Netflix continued to dominate across key metrics, with both Hulu and Amazon Prime Video "grinding higher," the study found. Across streamers of all ages, 67% of study respondents said they used Netflix to stream content, ahead of Amazon Prime Video (47%) and Hulu (35%). Some 79% of Netflix subs watched either daily or a few times a week, followed by Hulu (75%) and Amazon Prime Video (62%), the study found.
As Disney+ and Apple TV+ get off the ground in the coming weeks, Nathanson expects the recent positive engagement trends at Netflix and Amazon Prime Video to "reverse." Hulu, meanwhile, could get a bump, thanks to Disney's plan to bundle Hulu's ad-supported SVoD service with ESPN+ and Disney+ for $12.99 per month.
As a "fixture of everyone's bundle," Netflix appears to be the best positioned when consumers take multiple streaming services, the study found, noting that 51% of Netflix streamers also use Amazon Prime Video and 39% of Netflix subs also watch Hulu.
Before this new wave of streaming competition hits, the study also found that just 3% of Amazon Prime Video users take the $8.99 video-only plan (most get it through the full Amazon Prime subscription), while just 29% of Hulu SVoD customers take Hulu's commercial-free plan. About 43% of Netflix subs are on the service's $12.99 Standard plan, compared to 31% for its Basic tier ($8.99) and 26% on Netflix's Premium tier ($15.99).

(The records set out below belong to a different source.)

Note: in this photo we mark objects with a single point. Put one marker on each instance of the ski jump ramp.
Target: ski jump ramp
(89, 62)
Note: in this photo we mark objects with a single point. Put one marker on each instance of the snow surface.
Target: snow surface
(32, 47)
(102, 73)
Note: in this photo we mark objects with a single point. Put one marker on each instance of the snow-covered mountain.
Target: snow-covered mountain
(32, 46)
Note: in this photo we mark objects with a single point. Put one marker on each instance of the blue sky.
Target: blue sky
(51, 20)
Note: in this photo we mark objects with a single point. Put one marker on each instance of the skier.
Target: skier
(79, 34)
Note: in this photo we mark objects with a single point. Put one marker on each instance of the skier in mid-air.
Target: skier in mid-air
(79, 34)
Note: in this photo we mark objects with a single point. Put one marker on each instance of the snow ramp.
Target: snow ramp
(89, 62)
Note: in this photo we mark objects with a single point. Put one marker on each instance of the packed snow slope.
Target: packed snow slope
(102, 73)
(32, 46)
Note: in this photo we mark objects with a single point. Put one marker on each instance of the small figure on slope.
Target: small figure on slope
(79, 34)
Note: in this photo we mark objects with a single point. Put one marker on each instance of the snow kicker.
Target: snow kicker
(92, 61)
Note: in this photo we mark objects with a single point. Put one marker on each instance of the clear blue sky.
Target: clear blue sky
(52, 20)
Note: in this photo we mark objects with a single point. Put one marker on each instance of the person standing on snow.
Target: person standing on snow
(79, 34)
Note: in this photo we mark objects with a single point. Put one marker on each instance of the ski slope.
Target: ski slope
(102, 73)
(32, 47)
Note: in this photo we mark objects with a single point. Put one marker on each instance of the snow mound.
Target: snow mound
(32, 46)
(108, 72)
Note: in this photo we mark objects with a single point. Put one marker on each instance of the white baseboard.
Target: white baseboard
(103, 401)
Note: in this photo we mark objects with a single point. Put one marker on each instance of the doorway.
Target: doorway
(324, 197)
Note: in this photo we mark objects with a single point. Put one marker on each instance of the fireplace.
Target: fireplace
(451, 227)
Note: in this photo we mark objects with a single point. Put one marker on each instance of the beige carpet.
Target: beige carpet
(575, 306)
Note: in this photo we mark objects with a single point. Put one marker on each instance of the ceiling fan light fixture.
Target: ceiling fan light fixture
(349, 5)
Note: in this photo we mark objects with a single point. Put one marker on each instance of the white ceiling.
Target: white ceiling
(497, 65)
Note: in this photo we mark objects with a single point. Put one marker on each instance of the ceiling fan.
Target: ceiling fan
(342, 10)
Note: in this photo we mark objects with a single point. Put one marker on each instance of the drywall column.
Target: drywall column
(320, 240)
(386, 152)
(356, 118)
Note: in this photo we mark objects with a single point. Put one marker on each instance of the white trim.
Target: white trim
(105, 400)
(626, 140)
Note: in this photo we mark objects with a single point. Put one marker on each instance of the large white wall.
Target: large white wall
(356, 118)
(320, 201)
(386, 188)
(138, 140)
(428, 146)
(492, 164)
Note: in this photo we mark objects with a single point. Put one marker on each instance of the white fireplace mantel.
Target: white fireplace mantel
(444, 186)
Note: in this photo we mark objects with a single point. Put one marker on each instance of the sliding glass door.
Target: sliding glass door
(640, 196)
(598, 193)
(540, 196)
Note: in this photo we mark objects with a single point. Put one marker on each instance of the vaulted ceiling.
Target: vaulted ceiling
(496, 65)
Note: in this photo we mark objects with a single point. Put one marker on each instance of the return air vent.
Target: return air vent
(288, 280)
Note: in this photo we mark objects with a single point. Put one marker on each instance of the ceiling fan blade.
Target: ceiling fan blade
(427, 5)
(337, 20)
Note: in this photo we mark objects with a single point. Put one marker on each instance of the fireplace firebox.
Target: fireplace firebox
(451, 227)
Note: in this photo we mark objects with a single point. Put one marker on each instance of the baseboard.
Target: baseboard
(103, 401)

Although SVoD incumbents and new entrants battle over consumer wallet share, it's also clear that most consumers view them as a cheaper option than traditional pay-TV. More than 50% of the study's respondents across Netflix, Amazon Prime Video and Hulu said they subscribe because of the high costs of regular pay-TV. A smaller segment said they cut the cord in favor of those OTT services due to content availability, convenience and the ability to binge-watch content.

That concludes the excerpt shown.